The cluster's quality score. The score is not normalized in any way but represents relative quality of each cluster within this response.

The example JSON response contains two clusters: Data Mining and Knowledge Discovery, each containing two documents. Document 2 is present in both clusters.

To send a clustering request to the REST API running on localhost:8080 with curl, use the following command:

curl -X POST --header "Content-Type: text/json" --data-binary @cluster-request.json "http://localhost:8080/service/cluster?indent"

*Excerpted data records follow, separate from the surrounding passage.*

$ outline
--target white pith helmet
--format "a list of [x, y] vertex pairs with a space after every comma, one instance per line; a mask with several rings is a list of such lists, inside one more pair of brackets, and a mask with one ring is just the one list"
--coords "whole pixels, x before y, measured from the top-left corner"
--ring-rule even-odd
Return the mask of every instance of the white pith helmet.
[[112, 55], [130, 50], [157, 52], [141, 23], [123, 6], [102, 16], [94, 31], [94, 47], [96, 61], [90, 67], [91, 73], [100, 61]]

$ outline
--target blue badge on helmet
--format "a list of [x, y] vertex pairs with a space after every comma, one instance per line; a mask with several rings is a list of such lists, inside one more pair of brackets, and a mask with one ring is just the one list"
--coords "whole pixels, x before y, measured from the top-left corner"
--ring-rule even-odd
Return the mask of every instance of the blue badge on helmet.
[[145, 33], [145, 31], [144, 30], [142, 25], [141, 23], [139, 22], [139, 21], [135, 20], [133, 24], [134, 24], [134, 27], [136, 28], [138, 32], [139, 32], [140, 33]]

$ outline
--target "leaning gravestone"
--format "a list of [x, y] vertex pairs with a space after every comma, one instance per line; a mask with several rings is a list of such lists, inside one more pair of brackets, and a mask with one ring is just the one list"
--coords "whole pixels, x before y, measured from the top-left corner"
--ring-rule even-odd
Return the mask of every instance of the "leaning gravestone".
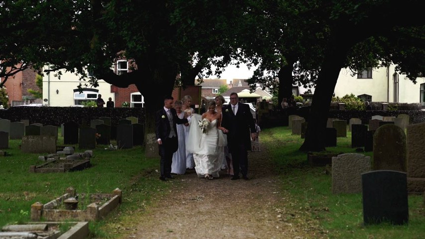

Calling REST API using curl.

/list

Returns the list of supported clustering algorithm-language pairs. To fetch the list, make a GET request at the /list endpoint. The JSON response is a JSON object like this:

{
  "algorithms" : {
    "Lingo3G" : [
      "Dutch",
      "English"
    ]
  },
  "templates" : [
    "frontend-default"
  ]
}

Example /list response.

Note that each algorithm has an associated list of language codes it supports. The templates array lists the available request templates .

Java models

If your software is Java-based, instead of the direct Lingo3G Java API, you may choose to call Lingo3G REST API from your Java code. In this case, instead of handling JSON creation and parsing by hand, you can use Lingo3G model classes like this:

Lingo3GClusteringAlgorithm algorithm = new Lingo3GClusteringAlgorithm();
algorithm.clusters.maxClusterSize.set(1.0);

ClusterRequest request = new ClusterRequest();
request.algorithm = Lingo3GClusteringAlgorithm.NAME;
request.language = "English";
request.parameters = Attrs.extract(algorithm);
request.documents =
    Stream.of(
            "Data Mining in Python",
            "Knowledge Discovery and Data Mining Lab",
            "Knowledge Discovery tools")
        .map(
            value -> {
              ClusterRequest.Document doc = new ClusterRequest.Document();
              doc.setField("title", value);
              return doc;
            })
        .collect(Collectors.toList());

Using Java model classes to build Lingo3G REST API request JSONs.

You can serialize model instances into JSON using the Jackson library. See the examples-dcs folder of Lingo3G distribution for complete working examples of this approach.